北海道根室台地、乳牛の獣医師として、この国の食料の在り方、自然保護、日本の政治、世界政治を問う

フィリッピンに学ぶ食糧自給

2008-05-06 | 政治と金

フィリッピンで米暴動が起きそうな勢いである。一部地域で米騒動が起きているようであるが、政府は認めていない。国内価格は、たった2ヶ月で30%も値上がりを見せている。

フィリッピンの人たちの主食は、日本同様にお米である。フィリッピン政府の農政の失敗、あるいは工業化への転換を志向したあおりで、国内のコメの生産が急速に悪化してきている。特に昨年は不作であった。

世界の穀物価格が急騰している。日本では、家畜用飼料や小麦それに大豆の高騰ばかりが報道されている。FAOの報告によると、1998年-2000年の米の国際価格指数を100としたPhoto場合、現在は216にもなるとされている。

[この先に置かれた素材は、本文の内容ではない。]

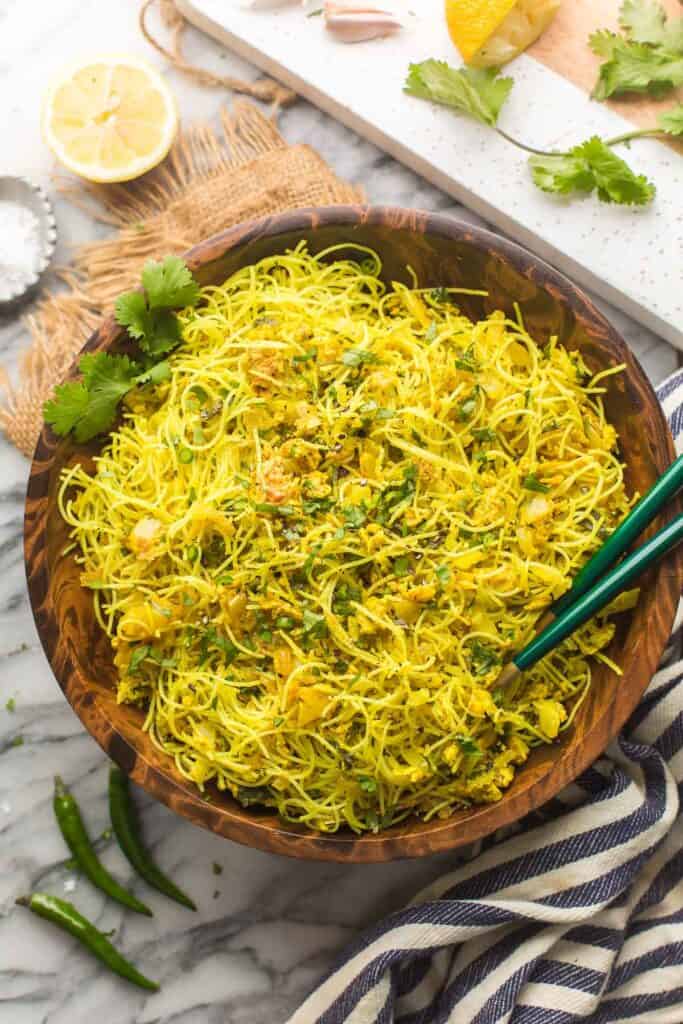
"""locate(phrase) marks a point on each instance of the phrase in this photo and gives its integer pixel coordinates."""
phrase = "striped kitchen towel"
(578, 915)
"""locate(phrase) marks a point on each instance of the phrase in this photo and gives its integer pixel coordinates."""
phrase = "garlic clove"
(355, 25)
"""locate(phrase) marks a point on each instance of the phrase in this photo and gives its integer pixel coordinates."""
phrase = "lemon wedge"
(493, 32)
(110, 119)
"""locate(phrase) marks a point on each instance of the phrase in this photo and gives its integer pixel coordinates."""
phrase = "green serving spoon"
(594, 587)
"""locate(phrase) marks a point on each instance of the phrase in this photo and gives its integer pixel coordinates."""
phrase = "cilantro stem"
(638, 133)
(527, 148)
(616, 140)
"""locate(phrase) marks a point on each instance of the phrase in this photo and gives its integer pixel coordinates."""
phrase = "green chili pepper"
(73, 829)
(67, 916)
(126, 829)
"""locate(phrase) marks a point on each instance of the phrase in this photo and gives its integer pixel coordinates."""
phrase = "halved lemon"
(493, 32)
(110, 119)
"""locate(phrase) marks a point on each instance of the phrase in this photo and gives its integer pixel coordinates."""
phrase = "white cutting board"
(633, 258)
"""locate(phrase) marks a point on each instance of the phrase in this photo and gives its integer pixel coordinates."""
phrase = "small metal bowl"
(25, 193)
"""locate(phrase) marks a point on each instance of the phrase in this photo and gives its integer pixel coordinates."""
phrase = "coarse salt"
(19, 248)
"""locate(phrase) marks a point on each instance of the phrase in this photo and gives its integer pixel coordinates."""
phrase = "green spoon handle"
(603, 592)
(640, 516)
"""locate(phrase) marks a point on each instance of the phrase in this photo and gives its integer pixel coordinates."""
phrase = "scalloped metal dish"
(26, 193)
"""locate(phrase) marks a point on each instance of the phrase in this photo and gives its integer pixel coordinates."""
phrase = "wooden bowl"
(440, 251)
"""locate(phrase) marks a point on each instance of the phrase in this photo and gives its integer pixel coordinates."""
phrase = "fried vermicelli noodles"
(314, 545)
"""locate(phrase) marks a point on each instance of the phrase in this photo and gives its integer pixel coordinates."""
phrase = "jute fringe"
(209, 182)
(265, 88)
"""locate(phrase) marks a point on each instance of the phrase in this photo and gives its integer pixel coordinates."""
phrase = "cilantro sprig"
(89, 407)
(646, 58)
(589, 167)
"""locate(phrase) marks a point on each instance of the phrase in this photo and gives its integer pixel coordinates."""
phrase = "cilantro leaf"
(647, 23)
(67, 408)
(169, 285)
(633, 67)
(561, 174)
(672, 120)
(592, 166)
(131, 311)
(90, 408)
(475, 91)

この数年米生産量が急激に落ち込み、輸入に頼っているいるフィリッピンにとっては、死活問題である。加えて、米を依存していたヴェトナムもタイも輸出制限に踏み切った。

国内の備蓄は十分あると、アロヨ大統領が宣言しても、現実には備蓄も底をついたようである。先月政府は、食料局(NFA)は貧困層に対して米カードの配布を検討したが、実現していないようでもある。

フィリッピンは世界最大の米輸入国である。ここの備蓄がなくなったことが、国際価格をさらに高騰させたのである。加えて、米消費大国の中国やインドの経済成長、工業化への転換も大きく影響している。

翻って、日本ではなぜ米の国際価格の高騰が問題にされないのか? 答えは簡単明瞭である。日本は米をほとんど自給しているからである。

小麦が上がった、大豆が上がった、家畜飼料が上がった、と報道は騒ぐ前に、米を十分食べている日本の現状をしっかり認識する必要がある。

多少の問題を残しながらでも、自給することがいかに大切なことであるかをフィリッピンの現状は教えてくれている。食糧輸入賛成論者には、この際じっくり考えていただきたい。

フィリッピンの米騒動に、日本の食料自給率問題を投影してみると、いかに食糧の自給が必要なことかが分かる。